Meaningful Use Clarification for Emergency Department Measures

For over a decade, ACEP has shared in the national goal of creating a patient focused healthcare system that maximizes quality, safety, efficiency, and effectiveness.1 ACEP believes widespread adoption of connected, interoperable, and secure electronic health records (EHRs) is foundational to achieving this goal.
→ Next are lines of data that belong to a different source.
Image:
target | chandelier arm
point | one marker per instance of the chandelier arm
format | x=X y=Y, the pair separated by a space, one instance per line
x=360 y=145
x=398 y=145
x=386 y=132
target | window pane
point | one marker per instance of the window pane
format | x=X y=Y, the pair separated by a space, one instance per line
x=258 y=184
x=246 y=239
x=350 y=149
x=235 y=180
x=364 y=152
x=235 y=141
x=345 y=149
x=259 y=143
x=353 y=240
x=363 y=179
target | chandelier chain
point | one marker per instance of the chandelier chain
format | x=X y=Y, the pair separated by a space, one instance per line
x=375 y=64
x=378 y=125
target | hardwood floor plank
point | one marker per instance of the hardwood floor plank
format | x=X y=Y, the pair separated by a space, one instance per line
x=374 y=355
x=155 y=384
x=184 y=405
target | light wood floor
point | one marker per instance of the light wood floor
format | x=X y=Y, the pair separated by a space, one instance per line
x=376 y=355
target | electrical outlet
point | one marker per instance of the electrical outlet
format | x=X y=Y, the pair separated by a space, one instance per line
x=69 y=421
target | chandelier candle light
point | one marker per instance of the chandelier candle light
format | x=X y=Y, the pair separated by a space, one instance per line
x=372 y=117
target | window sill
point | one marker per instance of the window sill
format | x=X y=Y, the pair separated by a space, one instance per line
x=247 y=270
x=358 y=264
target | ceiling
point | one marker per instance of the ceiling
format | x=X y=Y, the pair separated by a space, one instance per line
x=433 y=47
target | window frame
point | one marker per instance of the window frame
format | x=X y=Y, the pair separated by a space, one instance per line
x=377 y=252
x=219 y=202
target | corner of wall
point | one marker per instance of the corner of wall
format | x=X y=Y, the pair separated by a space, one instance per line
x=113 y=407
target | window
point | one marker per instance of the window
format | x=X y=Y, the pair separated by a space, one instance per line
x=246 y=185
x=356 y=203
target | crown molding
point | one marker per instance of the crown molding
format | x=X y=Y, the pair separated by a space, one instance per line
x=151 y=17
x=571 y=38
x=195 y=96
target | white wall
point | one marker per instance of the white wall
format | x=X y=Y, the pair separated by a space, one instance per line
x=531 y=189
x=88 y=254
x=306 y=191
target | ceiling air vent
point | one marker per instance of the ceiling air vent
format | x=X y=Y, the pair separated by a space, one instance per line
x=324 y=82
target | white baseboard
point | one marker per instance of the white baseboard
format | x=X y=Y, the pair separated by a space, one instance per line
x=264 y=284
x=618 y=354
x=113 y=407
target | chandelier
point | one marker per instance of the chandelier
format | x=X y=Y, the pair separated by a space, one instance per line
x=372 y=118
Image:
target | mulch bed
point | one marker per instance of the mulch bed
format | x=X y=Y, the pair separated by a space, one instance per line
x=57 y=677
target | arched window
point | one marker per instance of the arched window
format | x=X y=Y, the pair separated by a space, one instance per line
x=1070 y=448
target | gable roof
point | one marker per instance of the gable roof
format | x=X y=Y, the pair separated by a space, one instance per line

Such systems must be capable of securely and confidentially delivering complete and accurate data to the emergency physician and patient when and where it is needed. ACEP further believes it is critical that emergency physicians be involved at all levels to ensure that standards optimally support emergency care, that emergency department information systems (EDIS) are designed to enhance rather than frustrate the care process, and that emergency physicians play a prominent role in EDIS selection, implementation, training, and operation.     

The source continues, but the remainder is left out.